Matthias Langer wrote:
> 
> Well, I don't know what your problem really is about; I'm running x86,
> and if something breaks on my system, it's mostly not because of broken
> packages, but because I should have been informed about possible issues
> that could have been caused by an upgrade, and how to avoid them. Often,
> ebuilds contain very important information that are brought to the user
> via elog, ewarn and friends.

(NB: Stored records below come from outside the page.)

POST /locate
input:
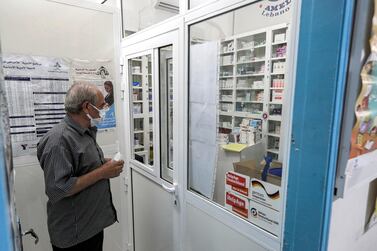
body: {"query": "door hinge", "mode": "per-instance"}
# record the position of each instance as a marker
(125, 182)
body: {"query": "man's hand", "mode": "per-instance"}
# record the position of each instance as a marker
(108, 170)
(111, 169)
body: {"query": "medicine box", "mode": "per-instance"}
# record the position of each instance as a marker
(277, 95)
(264, 217)
(246, 181)
(280, 37)
(237, 182)
(237, 204)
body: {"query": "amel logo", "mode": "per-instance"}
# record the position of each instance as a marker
(103, 72)
(274, 8)
(273, 196)
(57, 66)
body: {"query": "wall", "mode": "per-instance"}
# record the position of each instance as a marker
(217, 236)
(45, 28)
(240, 21)
(140, 14)
(349, 218)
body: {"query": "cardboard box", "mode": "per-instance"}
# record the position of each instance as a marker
(252, 170)
(237, 182)
(264, 217)
(265, 193)
(236, 203)
(246, 180)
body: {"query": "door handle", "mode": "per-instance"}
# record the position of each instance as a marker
(172, 190)
(33, 234)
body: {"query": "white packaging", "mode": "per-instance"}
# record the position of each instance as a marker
(238, 183)
(136, 69)
(118, 156)
(277, 95)
(279, 38)
(264, 217)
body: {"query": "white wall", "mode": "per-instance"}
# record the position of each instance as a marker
(40, 27)
(240, 21)
(140, 14)
(349, 217)
(204, 233)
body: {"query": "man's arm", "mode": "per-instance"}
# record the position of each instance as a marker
(108, 170)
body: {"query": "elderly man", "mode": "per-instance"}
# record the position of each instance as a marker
(77, 175)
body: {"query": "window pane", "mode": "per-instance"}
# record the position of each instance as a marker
(237, 90)
(140, 14)
(166, 112)
(195, 3)
(141, 109)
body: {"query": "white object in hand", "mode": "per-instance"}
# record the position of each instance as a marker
(117, 156)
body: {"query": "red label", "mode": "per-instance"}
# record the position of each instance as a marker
(241, 190)
(235, 201)
(241, 211)
(235, 180)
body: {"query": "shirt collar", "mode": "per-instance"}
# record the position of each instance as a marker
(75, 125)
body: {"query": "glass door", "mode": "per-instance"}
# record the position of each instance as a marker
(152, 75)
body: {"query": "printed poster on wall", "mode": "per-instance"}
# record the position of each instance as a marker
(35, 89)
(98, 73)
(363, 151)
(364, 133)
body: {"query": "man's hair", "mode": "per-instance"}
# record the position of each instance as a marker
(78, 94)
(109, 83)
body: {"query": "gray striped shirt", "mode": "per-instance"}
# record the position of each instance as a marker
(65, 153)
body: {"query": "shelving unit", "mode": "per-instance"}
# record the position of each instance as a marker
(141, 108)
(251, 82)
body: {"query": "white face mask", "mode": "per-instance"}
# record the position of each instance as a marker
(102, 114)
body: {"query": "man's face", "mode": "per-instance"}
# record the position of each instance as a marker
(101, 104)
(108, 88)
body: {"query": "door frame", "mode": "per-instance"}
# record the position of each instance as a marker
(247, 229)
(137, 46)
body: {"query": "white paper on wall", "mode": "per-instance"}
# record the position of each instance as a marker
(203, 109)
(35, 88)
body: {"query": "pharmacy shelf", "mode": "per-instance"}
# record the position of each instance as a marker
(251, 48)
(252, 61)
(275, 118)
(226, 53)
(250, 75)
(279, 43)
(249, 89)
(274, 135)
(264, 54)
(278, 58)
(252, 102)
(276, 151)
(137, 147)
(275, 103)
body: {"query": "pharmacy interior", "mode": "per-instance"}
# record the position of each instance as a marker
(239, 103)
(218, 119)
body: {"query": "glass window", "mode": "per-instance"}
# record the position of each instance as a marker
(140, 77)
(237, 98)
(195, 3)
(166, 111)
(140, 14)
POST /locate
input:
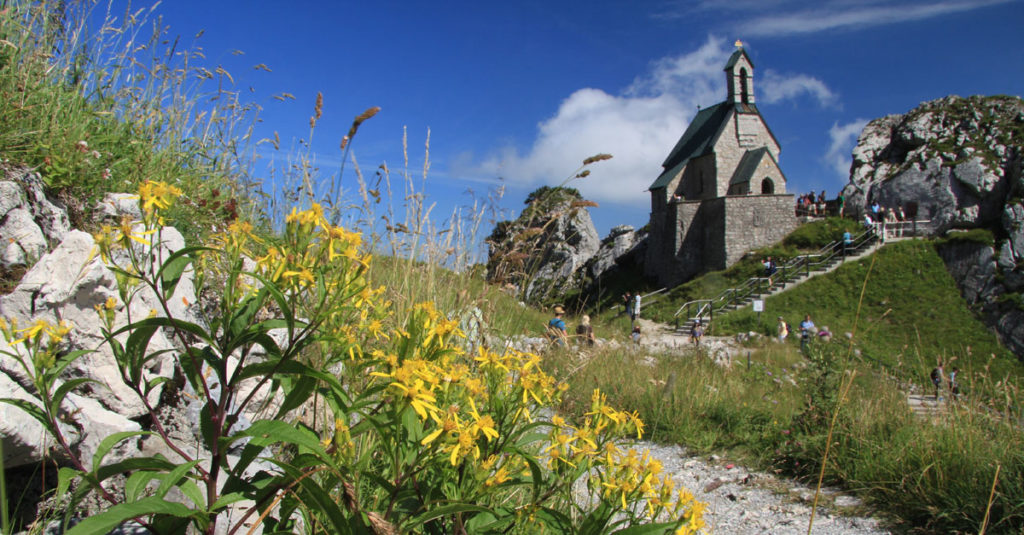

The problem with this approach is, that I
> won't read these messages if I'm doing a world update while I'm asleep.
> This is, why I think, that it should be one of Gentoos highest
> priorities to implement Glep 42 and make heavy use of it.
> 
> Matthias

Your post brings up an interesting concept; that Gentoo is both a
repository of ebuilds and is also a distribution of packages.

Providing ebuilds for X number of packages is a nice thing and if you
complain about Gentoo being too large and too undivided you could devide
the work there.  Maintaining a set of packages involves writing ebuilds.

Maintaining a distribution involves much more work; I think for some
it's not exactly the work they are interested in and it is the place
where most of the....friction? lies.

Random-dev doesn't care about 'gentoo' so much as he cares that his
packages are working/(up to date) and 'gentoo' more or less works ok
given his knowledge of it's internals.

Or am I way off here?

There are many devs that have all kinds of opinions about a distro and
how it is set up; but I think there are very few people who have
thoughts about how to create and maintain a meta-distro.

PS: If there is a better list for this please point me there.